# Tip of the Week



## SHampton (Apr 20, 2012)

Guys, this heat is extreme and A/C units are struggling to keep up. Wash the coils on your outside unit. When they get dirty it causes the head pressure to rise and things start to break and that gets expensive.


----------



## SHampton (Apr 20, 2012)

Boy, looks like I'm monitored


----------



## prairiewolf (Feb 19, 2012)

No AC in my house temp gets about 75-78 in house for a high just a couple weeks a year. LOL now when it gets cold heating bill goes ski high!
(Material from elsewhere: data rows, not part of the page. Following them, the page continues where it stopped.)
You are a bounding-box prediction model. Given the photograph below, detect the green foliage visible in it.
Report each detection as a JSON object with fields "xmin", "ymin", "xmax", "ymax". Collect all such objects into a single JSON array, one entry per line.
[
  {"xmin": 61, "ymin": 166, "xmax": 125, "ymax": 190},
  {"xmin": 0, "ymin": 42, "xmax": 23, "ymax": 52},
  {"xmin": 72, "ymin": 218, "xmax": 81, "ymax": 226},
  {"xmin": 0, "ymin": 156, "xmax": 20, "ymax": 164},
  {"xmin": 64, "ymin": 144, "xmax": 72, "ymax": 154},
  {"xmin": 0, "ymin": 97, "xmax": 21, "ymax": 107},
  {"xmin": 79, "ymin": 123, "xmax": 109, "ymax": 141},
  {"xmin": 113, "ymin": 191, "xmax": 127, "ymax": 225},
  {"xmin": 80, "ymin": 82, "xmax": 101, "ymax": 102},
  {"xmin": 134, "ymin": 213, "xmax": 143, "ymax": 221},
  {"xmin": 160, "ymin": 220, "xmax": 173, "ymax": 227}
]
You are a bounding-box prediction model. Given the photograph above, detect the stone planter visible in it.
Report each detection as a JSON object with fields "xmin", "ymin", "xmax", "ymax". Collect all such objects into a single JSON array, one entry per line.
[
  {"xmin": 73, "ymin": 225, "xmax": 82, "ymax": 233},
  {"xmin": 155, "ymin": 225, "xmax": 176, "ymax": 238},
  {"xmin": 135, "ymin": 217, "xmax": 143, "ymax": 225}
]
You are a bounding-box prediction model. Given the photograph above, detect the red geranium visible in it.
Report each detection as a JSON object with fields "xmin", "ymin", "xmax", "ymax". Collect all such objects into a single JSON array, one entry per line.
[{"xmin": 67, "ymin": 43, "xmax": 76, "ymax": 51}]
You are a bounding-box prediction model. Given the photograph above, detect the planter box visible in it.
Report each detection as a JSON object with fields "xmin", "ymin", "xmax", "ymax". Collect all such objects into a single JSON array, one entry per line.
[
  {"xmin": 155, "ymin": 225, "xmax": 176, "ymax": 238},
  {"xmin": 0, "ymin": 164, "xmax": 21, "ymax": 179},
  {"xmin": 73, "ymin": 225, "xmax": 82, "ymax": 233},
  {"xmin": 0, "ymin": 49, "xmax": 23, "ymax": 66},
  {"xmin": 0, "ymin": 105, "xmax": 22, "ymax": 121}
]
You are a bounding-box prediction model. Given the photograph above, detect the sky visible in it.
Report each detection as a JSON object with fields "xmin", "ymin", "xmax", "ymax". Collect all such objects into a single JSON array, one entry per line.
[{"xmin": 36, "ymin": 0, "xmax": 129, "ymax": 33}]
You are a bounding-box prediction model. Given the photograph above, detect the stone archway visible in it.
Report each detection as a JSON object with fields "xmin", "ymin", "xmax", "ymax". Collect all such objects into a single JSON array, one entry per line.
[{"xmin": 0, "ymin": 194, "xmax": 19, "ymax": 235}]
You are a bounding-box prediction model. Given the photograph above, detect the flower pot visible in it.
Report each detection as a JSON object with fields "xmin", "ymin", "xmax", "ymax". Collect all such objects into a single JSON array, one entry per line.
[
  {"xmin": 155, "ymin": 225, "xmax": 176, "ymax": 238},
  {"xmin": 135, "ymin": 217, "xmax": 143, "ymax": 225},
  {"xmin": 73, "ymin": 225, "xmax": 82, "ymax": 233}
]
But I am sure alot will thank you for the tip, good one when I lived in Phoenix I could have used the tip for sure.


----------



## youngdon (Mar 10, 2010)

I clean mine every couple of weeks and wash my inside filter too.


----------



## SHampton (Apr 20, 2012)

I wash mine every time I mow.


----------



## youngdon (Mar 10, 2010)

The coils on a window unit need cleaning too ! Just be careful where the water is splashing as all the electrical is right there too


----------



## youngdon (Mar 10, 2010)

zzzzzzzzztt


----------



## SHampton (Apr 20, 2012)

The crud is on the back side and it's hard to see on a window unit.


----------



## Jonbnks (Jan 21, 2012)

Since its been over 100 here for so many days that I stopped counting, I've been hosing off the coils on my A/C unit every day.


----------



## BondCoCoyote (Feb 14, 2012)

I have geo thermal so no washing the coils for me.


----------



## BondCoCoyote (Feb 14, 2012)

Yea, I know. But it sure is NICE not having to mess with an outside condenser.


----------



## BondCoCoyote (Feb 14, 2012)

My wife keeps it about 70. Its like walking in a meat cooler when I get home after being outside all day. I turn it up to 75 and the next time I look at it, it is back down to 70. We argue about that all the time. And then in the winter it is just the opposite, she has it turned up to 80 and I turn it down to 75...I pretty much just give up.


----------



## fr3db3ar (Aug 6, 2011)

I'm with you Bond. My wife turns our AC down and I turn it back up. She says put on some more clothes. In winter we keep the heat turned down and put on more clothes.....not the summer


----------



## knapper (Feb 5, 2010)

We had the second coolest record July on record and we were taking jackets with us when we would go down to our boat. It is located in Whittier, more often than not we would ware a jacket or rain jacket. We went to one of those you pick'm places and got carried away with the rubarb, we got 60 pounds of the stuff. Made lots of sauce and jelly.


----------



## bones44 (Jan 7, 2011)

Our window unit has been running quite a bit this summer. The wife planted flowers all under and around the unit. Mine's fairly new but probably still needs a good cleaning. Hope I don't kill them. LOL


----------



## Rick Howard (Feb 25, 2012)

LOL this was not what I was expecting.... Good tip though!


----------